Dear all,
I have been trying to evaluate the LDA topic model from GenSim and I get very strange results.
My method:
- I used a labeled corpus (e.g. 20 news group)
- I did some text cleaning (removing stopwords, punctuation, etc.)
- Used the Bag of words vectorization.
- Applyed Gensim Latent Dirichlet Allocation with: the number of topics is equal to the number of labels (in this case 20), alpha and beta are set to 'auto', the number of iterations is set to 2000, the chuncksize is equal to the number of documents in the corpus. The rest of the parameters have the default value.
- Fit the model to the corpus
- Construct the Contingency table (rows are labels, columns are topics, and the cells contain the number of documents that have the label and the topic at the same time).

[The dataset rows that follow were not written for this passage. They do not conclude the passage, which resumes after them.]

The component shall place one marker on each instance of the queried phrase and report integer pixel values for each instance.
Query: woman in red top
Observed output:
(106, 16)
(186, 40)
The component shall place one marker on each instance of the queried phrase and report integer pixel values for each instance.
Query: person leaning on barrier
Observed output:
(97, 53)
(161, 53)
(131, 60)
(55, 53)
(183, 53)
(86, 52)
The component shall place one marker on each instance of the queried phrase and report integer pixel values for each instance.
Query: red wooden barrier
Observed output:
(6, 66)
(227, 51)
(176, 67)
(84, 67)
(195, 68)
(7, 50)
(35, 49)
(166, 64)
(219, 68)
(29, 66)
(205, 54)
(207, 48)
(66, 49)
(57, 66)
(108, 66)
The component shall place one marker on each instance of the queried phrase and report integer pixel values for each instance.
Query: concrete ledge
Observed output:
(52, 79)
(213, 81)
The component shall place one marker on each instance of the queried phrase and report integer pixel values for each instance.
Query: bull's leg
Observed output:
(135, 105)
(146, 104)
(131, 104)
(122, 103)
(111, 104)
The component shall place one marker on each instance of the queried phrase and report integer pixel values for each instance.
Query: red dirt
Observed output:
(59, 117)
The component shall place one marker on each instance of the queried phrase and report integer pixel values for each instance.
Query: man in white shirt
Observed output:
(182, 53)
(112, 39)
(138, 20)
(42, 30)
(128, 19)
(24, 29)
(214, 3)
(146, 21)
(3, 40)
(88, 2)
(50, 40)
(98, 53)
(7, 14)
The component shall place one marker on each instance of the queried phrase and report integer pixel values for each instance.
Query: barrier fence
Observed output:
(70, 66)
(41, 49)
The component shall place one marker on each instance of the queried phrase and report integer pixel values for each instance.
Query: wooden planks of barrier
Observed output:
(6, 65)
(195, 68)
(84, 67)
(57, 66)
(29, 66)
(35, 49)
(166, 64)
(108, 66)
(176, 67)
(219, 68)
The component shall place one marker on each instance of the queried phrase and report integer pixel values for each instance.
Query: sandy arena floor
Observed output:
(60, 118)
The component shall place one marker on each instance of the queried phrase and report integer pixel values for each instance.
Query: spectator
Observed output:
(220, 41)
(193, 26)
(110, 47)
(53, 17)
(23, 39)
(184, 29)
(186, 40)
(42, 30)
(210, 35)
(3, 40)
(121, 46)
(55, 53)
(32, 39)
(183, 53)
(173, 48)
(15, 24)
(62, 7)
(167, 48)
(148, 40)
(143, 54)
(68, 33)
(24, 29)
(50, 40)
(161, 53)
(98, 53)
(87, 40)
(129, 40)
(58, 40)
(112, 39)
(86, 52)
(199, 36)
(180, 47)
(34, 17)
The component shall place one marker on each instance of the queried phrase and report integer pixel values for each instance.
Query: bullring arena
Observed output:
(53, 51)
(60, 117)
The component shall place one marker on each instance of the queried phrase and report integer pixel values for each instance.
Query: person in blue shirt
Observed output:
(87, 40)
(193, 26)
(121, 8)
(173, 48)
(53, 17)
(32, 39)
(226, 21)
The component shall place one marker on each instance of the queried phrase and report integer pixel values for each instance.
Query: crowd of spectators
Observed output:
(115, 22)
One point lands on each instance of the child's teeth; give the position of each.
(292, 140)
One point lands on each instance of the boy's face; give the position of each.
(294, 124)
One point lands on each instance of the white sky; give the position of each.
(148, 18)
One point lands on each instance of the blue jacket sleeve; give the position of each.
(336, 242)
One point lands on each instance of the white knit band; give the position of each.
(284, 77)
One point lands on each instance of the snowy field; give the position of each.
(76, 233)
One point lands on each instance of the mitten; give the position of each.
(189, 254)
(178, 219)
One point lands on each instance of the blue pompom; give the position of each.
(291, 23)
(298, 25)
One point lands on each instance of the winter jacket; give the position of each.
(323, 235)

- Computed the Adjusted Rand Index [1] and the Purity [2] using the Contingency table.
Did the same thing using MALLET and Sklearn implementations of Latent Dirichlet Allocation with the same parameters.
These are my results (Package = AVG +/- STD)
GENSIM LDA ARI = 0.023 +/- 0.007
MALLET LDA ARI = 0.483 +/- 0.018
SKLEARN LDA ARI = 0.419 +/- 0.036
GENSIM LDA PURITY = 0.297 +/- 0.022
MALLET LDA PURITY = 0.709 +/- 0.016
SKLEARN LDA PURITY = 0.701 +/- 0.021
As seen from these results MALLET and Sklearn LDA give simmilar results, but the results I get using the GenSim LDA are really off.
I am doing something wrong? Why are these results so off?
Thank you very much,
Ciprian Truică
[1] Wagner, S., & Wagner, D. (2007). Comparing clusterings: an overview. Karlsruhe: Universität Karlsruhe, Fakultät für Informatik.
[2] Zhao, Y., & Karypis, G. (2001). Criterion functions for document clustering: Experiments and analysis (Vol. 1, p. 40). Technical report.